Trump’s parallel world can also be seen on the fringes of Savannah airport on Friday, before and during the penny rally. The occasion is also the two elections to the Senate. “Four more years”, “Four more years”, shout the audience while Pence is at the lectern. Four years: this is the term of office of the President and Vice President. One of the Senate elections is unscheduled, the office ends in two years. As usual, the other tenure in the Senate is for six years.
Pence (“I’m on President Trump’s side”) is a great teacher half-truth. Trump received 74 million votes in the November 3 election, he says. Quite right. But he prefers to ignore the fact that 81 million Americans voted for Biden.
Nor does he mention the dozen failed lawsuits. The competition continues, “in Georgia and in court”. And then, just like Trump’s interview: “Every legal vote must be counted, every illegal vote must be rejected.”

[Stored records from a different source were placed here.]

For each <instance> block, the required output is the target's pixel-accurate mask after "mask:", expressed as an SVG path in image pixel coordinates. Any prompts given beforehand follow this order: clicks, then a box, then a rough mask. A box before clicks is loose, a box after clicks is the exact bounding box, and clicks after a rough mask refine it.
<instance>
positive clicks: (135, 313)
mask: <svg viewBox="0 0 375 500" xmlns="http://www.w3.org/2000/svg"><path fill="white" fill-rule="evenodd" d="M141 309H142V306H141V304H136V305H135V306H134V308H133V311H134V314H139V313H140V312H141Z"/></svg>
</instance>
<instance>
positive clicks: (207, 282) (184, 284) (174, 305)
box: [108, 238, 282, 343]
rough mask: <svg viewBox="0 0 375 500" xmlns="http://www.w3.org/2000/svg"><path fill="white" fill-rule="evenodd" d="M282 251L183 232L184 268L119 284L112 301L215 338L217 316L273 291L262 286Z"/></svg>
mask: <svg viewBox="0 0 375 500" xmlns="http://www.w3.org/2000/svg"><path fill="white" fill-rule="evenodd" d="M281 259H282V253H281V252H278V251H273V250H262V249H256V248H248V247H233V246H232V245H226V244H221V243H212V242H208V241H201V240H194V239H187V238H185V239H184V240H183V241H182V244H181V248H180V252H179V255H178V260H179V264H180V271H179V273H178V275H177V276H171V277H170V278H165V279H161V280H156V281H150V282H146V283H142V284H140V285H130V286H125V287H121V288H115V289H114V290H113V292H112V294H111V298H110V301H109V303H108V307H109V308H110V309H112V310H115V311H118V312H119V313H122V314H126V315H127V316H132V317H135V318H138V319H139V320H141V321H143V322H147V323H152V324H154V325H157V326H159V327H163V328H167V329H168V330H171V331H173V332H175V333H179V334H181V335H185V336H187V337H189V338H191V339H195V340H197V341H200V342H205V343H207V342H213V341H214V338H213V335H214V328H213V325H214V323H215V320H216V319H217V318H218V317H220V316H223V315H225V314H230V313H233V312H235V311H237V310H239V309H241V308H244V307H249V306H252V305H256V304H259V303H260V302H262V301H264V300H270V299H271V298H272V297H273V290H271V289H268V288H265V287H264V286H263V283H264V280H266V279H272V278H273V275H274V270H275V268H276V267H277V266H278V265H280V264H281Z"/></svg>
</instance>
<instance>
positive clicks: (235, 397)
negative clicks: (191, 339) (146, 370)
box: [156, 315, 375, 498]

Closely loyal to Trump, Pence has neither admitted his defeat nor invited his successor Kamala Harris (as Vice President Biden did to him right after the 2016 election). What Pence does not say to this demonstration is all the more interesting. It doesn’t say “We won the election” nor “Joe Biden lost the election”. Nor does it say, “I will remain vice president” or “Kamala Harris will not become vice president.”
Speaking on behalf of the president, he claims pence and campaigns for the re-election of the two Republican senators. He then drops a remark that is instructive because it indicates the end of one’s power. Defending the Republican majority in the Senate, Pence warns it “could be the last line of defense.”